Unstable Planetary Systems Emerging Out Of Gas Disks

TL;DR

This study uses numerical simulations of three-planet systems in dissipating gas disks to understand the origins of observed eccentricity and semi-major axis distributions, highlighting the role of disk evolution and resonances.

Contribution

It introduces a self-consistent simulation approach combining N-body and gas disk modeling to explore planetary system formation and evolution, focusing on semi-major axes and eccentricities.

Findings

Semi-major axis distribution is set during the gas disk phase.

Eccentricity distribution is shaped after disk dissipation.

An optimal disk mass can reproduce observed distributions.

Abstract

The discovery of over 400 extrasolar planets allows us to statistically test our understanding of formation and dynamics of planetary systems via numerical simulations. Traditional N-body simulations of multiple-planet systems without gas disks have successfully reproduced the eccentricity (e) distribution of the observed systems, by assuming that the planetary systems are relatively closely packed when the gas disk dissipates, so that they become dynamically unstable within the stellar lifetime. However, such studies cannot explain the small semi-major axes (a) of extrasolar planetary systems, if planets are formed, as the standard planet formation theory suggests, beyond the ice line.

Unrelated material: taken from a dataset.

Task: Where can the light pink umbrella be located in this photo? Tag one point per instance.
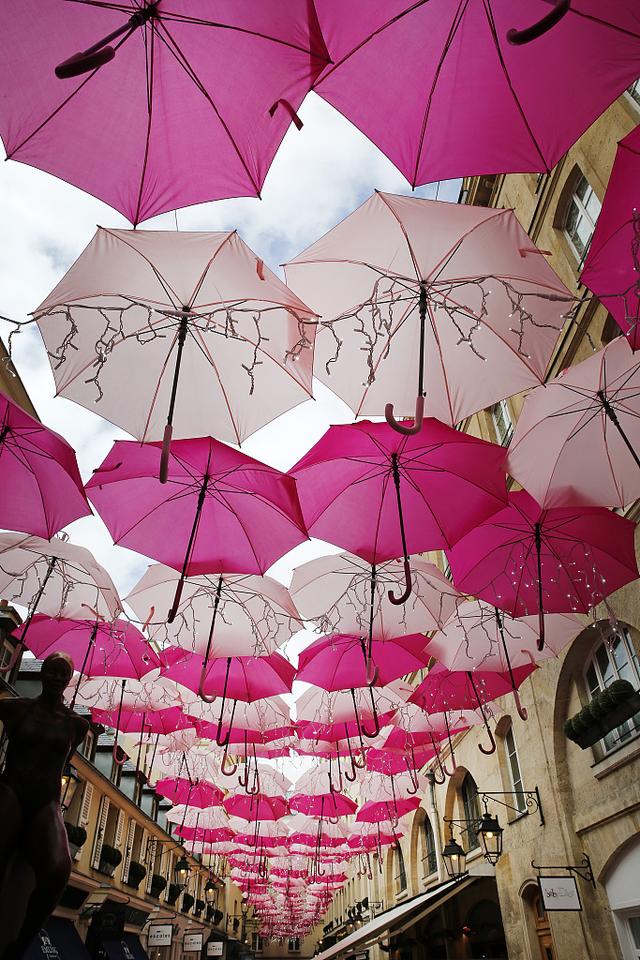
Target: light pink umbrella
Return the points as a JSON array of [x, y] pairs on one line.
[[41, 487], [449, 90], [612, 266], [232, 614], [187, 333], [209, 95], [577, 441], [219, 510], [431, 306], [359, 480]]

In this paper, we numerically study the evolution of three-planet systems in dissipating gas disks, and constrain the initial conditions that reproduce the observed semi-major axis and eccentricity distributions simultaneously. We adopt the initial conditions that are motivated by the standard planet formation theory, and self-consistently simulate the disk evolution, and planet migration by using a hybrid N-body and 1D gas disk code. We also take account of eccentricity damping, and investigate the effect of saturation of corotation resonances on the evolution of planetary systems. We find that the semi-major axis distribution is largely determined in a gas disk, while the eccentricity distribution is determined after the disk dissipation. We also find that there may be an optimum disk mass which leads to the observed a-e distribution. Our simulations generate a larger fraction of planetary systems trapped in mean-motion resonances (MMRs) than the observations, indicating that the disk's perturbation to the planetary orbits may be important to explain the observed rate of MMRs. We also find much lower occurrence of planets on retrograde orbits than the current observations of close-in planets suggest.